That six degrees of separation thing is real. I went to school with Sandye, Sandye became the sister-in-law of Kit, Kit is the niece of Tinka, Tinka sold property to Florence and Dan. Somehow the circle got connected and now everybody knows everybody and they've all shown up here in the blog at one time or another.
Yesterday Tinka and I were talking. It turned out she grew up in Altadena. I was born in Altadena. We both shopped the same stores on Colorado Boulevard in Pasadena. I went to high school in the hills above Pasadena. We went tripping down memory lane together. "Did you ever...?" "Of course I did!" Tinka and I are close in age and we both grew up in the war and postwar years in the 1940s. We talked about the many truck farms in our neighborhoods that stood fallow when Japanese-Americans were were sent to internment camps. My parents were older and had come through the Great Depression with habits that were hard to break. Tinka's family and mine had cans of bacon grease hoarded under the sink to fry chicken and potatoes...wouldn't want to waste that fat when we couldn't get butter. Think store shelves are empty now? My mother had a ration book issued by the Government and had to think twice about going shopping...did she have enough points to buy meat? It seems that what goes around, comes around.
I have to go to town today. Truth be told, I'd rather take another trip down memory lane.
Be well. Stay safe.
1 comment:
Well THAT was indeed a fun trip! You were born in Altadena? Well cool! I, too, lived there, but was too young to remember.

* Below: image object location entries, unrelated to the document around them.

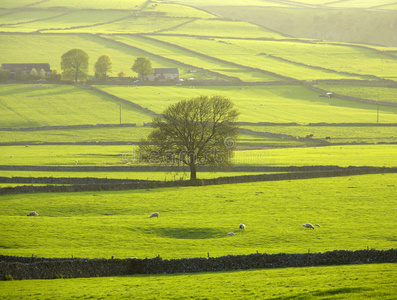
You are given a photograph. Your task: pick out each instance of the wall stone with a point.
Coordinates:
(48, 268)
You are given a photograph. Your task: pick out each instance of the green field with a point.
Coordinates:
(100, 155)
(273, 51)
(385, 94)
(44, 105)
(105, 224)
(280, 103)
(343, 282)
(337, 134)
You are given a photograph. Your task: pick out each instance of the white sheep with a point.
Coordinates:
(156, 214)
(308, 225)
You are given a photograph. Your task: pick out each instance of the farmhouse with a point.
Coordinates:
(25, 69)
(163, 74)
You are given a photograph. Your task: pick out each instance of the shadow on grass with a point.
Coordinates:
(189, 233)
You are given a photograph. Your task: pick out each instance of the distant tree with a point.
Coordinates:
(121, 74)
(199, 131)
(33, 73)
(103, 65)
(4, 74)
(142, 66)
(42, 73)
(74, 64)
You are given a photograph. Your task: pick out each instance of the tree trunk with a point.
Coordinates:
(193, 175)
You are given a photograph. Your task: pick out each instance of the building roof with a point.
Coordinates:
(166, 71)
(26, 67)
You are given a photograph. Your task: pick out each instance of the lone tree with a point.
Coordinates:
(74, 64)
(103, 65)
(142, 66)
(199, 131)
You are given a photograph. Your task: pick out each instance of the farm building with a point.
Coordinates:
(25, 69)
(163, 74)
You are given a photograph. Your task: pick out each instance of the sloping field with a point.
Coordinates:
(237, 3)
(386, 94)
(361, 3)
(102, 155)
(49, 48)
(196, 60)
(105, 224)
(374, 281)
(135, 24)
(231, 51)
(336, 134)
(281, 103)
(176, 10)
(25, 16)
(92, 4)
(51, 105)
(340, 58)
(222, 28)
(341, 25)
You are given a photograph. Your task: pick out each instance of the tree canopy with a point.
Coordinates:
(74, 64)
(142, 66)
(199, 131)
(103, 65)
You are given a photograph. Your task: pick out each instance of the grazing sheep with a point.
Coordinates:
(308, 225)
(156, 214)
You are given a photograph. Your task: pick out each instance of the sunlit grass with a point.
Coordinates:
(342, 282)
(194, 220)
(279, 104)
(36, 105)
(124, 155)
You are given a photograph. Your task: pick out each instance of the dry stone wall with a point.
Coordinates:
(48, 268)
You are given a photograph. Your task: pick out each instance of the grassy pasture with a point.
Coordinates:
(386, 94)
(93, 4)
(362, 3)
(222, 28)
(189, 58)
(342, 282)
(238, 3)
(176, 10)
(341, 58)
(105, 224)
(24, 16)
(112, 134)
(232, 51)
(134, 24)
(96, 155)
(49, 105)
(142, 175)
(121, 134)
(338, 134)
(14, 4)
(263, 103)
(15, 48)
(64, 21)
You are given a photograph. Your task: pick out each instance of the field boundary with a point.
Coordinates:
(331, 172)
(21, 268)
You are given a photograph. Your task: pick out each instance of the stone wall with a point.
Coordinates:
(48, 268)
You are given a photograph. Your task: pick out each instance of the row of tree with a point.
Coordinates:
(74, 65)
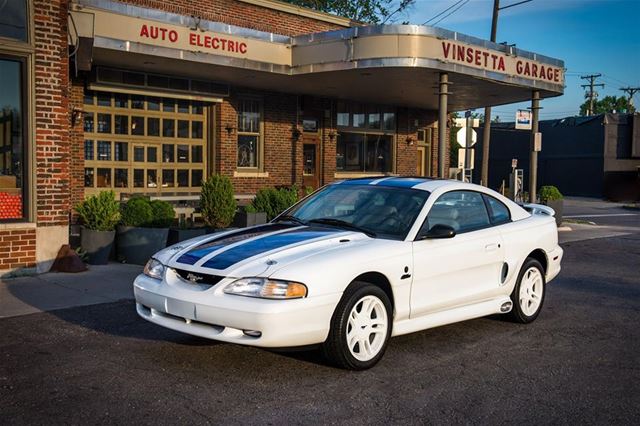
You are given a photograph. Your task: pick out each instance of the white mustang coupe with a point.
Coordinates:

I THINK I lived there when the big snows hit in early January of 1949, but I was not quite 2, so I have no memory of that. Another parallel is that you and Tinka were both the second daughters who had sisters that were 16 and 15 years older and with no siblings in between. And they lived through the Depression, but were young women when World War ll ended. The 6 degrees is so fascinating, and this one is so easy to connect.